They've got an interesting list there; some things exactly match my own thoughts on the matter (simplified computer system architecture since the CPU needs no optimised specialist hardware to do jobs like graphics, eliminate all the hassle of designing code for performance rather than clarity, all 3D graphics done by full-on raytracing in real time, the coolest fractal exploration programs ever), but some seem downright unambitious (solving the TSP optimally in cases where they say the best heuristics are already only 1-3% off optimum, and similarly while the box-packing problem would certainly be done better by IMs it hardly seems like the most pressing issue that would drive their notional development) and some thoroughly unrealistic (greater speed on its own does not an AI make, you still need to actually know how to write AIs that work; similarly I'm unconvinced by the claim that computational improvements will make weather forecasting work properly without needing insanely accurate observations to base the computation on). I think my commenters tended to think bigger, at least, though of course who knows about better :-)

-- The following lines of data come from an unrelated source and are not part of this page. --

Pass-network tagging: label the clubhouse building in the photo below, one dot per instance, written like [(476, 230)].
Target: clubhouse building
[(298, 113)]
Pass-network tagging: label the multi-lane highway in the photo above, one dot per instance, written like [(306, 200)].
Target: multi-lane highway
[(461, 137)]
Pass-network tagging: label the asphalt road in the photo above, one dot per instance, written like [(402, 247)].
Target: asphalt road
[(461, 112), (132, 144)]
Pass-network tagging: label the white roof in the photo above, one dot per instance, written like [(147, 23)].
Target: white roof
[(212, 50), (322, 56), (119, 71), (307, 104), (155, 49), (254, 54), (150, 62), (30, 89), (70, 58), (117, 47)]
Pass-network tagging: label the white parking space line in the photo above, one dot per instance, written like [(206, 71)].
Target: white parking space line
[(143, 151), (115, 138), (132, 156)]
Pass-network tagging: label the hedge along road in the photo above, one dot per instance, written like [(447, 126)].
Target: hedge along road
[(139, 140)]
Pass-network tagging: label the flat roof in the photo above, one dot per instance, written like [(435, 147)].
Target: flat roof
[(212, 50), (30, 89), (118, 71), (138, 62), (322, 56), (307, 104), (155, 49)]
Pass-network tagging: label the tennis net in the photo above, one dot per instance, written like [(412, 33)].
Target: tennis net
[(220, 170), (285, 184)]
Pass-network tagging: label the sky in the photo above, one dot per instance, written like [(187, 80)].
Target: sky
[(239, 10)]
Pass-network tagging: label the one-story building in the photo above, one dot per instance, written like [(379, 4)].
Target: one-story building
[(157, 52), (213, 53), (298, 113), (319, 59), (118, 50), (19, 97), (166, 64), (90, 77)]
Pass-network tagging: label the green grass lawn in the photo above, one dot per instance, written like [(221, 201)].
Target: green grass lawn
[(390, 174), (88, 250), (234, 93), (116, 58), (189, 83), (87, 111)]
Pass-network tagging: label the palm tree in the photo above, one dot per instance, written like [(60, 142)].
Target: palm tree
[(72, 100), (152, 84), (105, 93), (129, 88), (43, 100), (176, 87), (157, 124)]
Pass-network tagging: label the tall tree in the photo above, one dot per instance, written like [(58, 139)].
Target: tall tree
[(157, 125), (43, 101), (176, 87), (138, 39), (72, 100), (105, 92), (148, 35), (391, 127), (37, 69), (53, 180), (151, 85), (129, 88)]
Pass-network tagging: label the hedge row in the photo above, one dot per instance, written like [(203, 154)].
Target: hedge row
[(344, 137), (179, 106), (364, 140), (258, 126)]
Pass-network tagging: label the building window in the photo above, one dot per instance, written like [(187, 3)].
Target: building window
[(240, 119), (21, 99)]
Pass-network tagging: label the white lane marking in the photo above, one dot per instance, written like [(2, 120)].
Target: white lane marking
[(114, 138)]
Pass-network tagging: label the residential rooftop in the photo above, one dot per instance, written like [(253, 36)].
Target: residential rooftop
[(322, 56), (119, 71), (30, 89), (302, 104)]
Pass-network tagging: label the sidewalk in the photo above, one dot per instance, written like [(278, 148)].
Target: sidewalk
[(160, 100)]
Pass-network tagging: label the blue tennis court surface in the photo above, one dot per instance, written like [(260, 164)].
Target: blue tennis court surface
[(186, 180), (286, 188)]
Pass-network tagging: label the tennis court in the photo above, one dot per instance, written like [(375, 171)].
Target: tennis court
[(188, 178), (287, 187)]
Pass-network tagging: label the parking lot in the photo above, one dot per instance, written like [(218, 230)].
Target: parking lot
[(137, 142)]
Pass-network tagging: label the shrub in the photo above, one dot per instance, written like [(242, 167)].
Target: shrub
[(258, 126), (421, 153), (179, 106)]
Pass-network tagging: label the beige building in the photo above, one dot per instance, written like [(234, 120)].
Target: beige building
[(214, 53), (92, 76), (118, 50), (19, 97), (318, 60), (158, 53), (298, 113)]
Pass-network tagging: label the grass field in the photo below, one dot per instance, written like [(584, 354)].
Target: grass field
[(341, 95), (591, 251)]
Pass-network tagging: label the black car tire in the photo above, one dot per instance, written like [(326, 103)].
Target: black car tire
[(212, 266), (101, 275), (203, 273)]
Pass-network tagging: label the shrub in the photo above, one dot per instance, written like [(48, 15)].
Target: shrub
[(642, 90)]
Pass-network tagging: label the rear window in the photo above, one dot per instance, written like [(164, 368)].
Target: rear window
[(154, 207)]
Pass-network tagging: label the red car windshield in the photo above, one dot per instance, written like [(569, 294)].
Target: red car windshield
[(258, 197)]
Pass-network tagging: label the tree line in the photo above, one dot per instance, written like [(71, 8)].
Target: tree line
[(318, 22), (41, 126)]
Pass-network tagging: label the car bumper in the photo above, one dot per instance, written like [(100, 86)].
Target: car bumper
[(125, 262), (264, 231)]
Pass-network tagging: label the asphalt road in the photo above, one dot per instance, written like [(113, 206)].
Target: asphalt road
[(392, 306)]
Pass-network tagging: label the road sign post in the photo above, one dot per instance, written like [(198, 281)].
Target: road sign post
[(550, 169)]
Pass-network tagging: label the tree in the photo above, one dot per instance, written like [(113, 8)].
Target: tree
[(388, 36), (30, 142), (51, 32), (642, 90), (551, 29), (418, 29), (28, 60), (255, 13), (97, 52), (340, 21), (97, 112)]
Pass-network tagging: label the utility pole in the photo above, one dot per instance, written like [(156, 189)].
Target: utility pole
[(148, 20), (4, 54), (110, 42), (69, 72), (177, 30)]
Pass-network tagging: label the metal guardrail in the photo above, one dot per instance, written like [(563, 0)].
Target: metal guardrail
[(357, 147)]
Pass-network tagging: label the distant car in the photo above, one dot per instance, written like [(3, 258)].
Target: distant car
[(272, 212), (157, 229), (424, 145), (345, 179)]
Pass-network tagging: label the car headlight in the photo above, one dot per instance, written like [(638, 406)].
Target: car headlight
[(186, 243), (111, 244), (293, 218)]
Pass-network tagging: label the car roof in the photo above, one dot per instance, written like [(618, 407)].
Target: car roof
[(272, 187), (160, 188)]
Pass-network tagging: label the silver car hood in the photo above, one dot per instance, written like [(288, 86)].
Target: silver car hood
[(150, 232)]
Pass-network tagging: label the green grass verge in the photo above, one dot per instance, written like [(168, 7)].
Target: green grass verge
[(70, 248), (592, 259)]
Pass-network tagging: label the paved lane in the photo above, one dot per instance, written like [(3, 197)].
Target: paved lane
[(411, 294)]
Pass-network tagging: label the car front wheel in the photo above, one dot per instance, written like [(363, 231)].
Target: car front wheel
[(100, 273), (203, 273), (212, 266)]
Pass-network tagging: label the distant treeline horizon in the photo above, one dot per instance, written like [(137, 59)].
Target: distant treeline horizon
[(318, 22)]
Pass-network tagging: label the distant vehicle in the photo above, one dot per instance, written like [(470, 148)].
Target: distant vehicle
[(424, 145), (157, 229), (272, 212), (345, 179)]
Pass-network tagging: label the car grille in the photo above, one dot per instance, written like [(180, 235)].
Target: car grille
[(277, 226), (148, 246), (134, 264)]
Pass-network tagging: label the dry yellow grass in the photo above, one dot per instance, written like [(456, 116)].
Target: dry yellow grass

One of these days I keep meaning to get round to rewriting my IM article to incorporate more thought on the implications of the thing existing in the real world (and fix a couple of other points while I'm at it, but anyway). The fact that I have no good answer to the cryptography problem is mentioned in the current article but its social consequences aren't explored: currently we're living in a golden age in which codemaking generally beats codebreaking, but that would suddenly be reversed and nobody's communications would be private or unforgeable or anything unless they'd exchanged an infinite amount of OTP data in person beforehand. Then there's the question of spam: what effect would IMs have on the power balance between spammers and spam filter writers, and what would happen when somebody had the idea of sending an infinite amount of spam so that any nonzero failure rate in the filter was instant game-over? And that's without even getting into more woolly social questions such as whether you could use an IM to accurately model people in quantity in game-breaking ways: IM-derived optimal strategies for politicians? For economists? Stock market speculators? Fraudsters? One colleague to whom I talked about all this suggested that actually, it was a damn good thing Infinity Machines can't exist, because they would represent the end of civilisation as we know it!